Data Analysis Report

Selection of robot faces for comparison

The goal of the analysis is to select a set of stimuli to cover the whole range. These stimuli can later serve to tri-angulate between the robot faces and biological faces.

The background is in NewStats - Polynomial Regression. The data set of Koopmans comes as average response per robot face (Stimulus). We have estimated a population-level polynomial model. We calculate the absolute error using the center estimate and avg_like. Ten stimuli with lowest error, spanning the whole range, are selected.

load("Uncanny.Rda")
attach(Uncanny)
## The following objects are masked _by_ .GlobalEnv:
## 
##     M_poly_2, M_poly_3, P_univ_uncanny
## The following object is masked from package:uncanny:
## 
##     trough
predict(M_poly_3) %>% 
  left_join(RK_2) %>% 
  mutate(Range = round(huMech * 100) %/% 10) %>% 
  mutate(error = abs(avg_like - center)) %>%
  group_by(Range) %>% 
  mutate(Best = (error == min(error))) %>% 
  ungroup() %>% 
  filter(Best) %>% 
  select(Range, Stimulus, huMech, error) %>% 
  arrange(Range)
## Joining, by = "Obs"
Range Stimulus huMech error
0 3 0.0375 1.127113
1 15 0.1875 1.102520
2 22 0.2750 1.151304
3 28 0.3500 1.136541
4 32 0.4000 1.175056
5 42 0.5250 1.150055
6 50 0.6250 1.261243
7 59 0.7375 1.235725
8 68 0.8500 1.118666
9 74.2 0.9275 1.130742
detach(Uncanny)

The numbers under Stimulus match the file names of the robot faces. These should be mixed into the biological faces.

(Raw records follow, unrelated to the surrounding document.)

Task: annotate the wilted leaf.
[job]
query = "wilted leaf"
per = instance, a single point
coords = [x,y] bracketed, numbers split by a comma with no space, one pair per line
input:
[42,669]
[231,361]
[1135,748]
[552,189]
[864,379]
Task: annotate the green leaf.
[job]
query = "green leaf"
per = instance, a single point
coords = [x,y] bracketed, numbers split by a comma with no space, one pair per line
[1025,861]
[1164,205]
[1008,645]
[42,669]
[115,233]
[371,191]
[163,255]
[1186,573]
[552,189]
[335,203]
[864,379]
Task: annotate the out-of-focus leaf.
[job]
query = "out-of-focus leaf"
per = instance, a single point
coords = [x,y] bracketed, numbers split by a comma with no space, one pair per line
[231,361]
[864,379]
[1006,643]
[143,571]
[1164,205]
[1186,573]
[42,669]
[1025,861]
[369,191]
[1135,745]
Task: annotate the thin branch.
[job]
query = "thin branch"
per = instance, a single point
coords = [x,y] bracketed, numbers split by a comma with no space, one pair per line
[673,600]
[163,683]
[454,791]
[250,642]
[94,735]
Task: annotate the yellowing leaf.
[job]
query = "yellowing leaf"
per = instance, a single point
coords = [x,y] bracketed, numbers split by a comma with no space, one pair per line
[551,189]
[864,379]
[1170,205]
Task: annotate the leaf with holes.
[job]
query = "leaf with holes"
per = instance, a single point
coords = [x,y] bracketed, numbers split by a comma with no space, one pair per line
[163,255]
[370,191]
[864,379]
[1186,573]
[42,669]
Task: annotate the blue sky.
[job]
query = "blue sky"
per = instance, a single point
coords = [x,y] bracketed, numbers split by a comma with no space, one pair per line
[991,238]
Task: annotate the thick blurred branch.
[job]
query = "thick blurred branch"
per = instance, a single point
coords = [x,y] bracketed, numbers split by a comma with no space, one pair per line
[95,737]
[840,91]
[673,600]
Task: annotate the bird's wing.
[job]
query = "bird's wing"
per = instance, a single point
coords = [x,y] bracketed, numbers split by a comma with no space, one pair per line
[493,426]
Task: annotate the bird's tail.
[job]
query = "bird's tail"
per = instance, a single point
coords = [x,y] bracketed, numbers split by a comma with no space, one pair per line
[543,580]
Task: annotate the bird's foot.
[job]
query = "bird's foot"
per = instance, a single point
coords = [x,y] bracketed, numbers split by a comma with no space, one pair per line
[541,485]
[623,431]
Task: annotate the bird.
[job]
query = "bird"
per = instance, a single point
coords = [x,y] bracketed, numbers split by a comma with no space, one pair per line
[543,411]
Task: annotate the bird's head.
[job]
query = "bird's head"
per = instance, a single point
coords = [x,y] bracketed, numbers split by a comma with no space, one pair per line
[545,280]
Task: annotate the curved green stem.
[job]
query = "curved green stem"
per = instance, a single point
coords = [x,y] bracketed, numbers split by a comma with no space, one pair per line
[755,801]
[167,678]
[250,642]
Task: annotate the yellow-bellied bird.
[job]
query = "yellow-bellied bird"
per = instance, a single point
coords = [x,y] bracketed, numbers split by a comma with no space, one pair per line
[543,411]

Reanalysis: Does the Uncanny Valley fall into primate faces?

Rádlová, S., Landová, E., & Frynta, D. (2018). Judging others by your own standards: Attractiveness of primate faces as seen by human respondents. Frontiers in Psychology, 9(DEC), 1–16. https://doi.org/10.3389/fpsyg.2018.02439

Original plot

For the following analysis, the original data was reconstructed from the figure above (UV_Prim). It has the same structure as RK_2 in NewStats/Polynomial regression.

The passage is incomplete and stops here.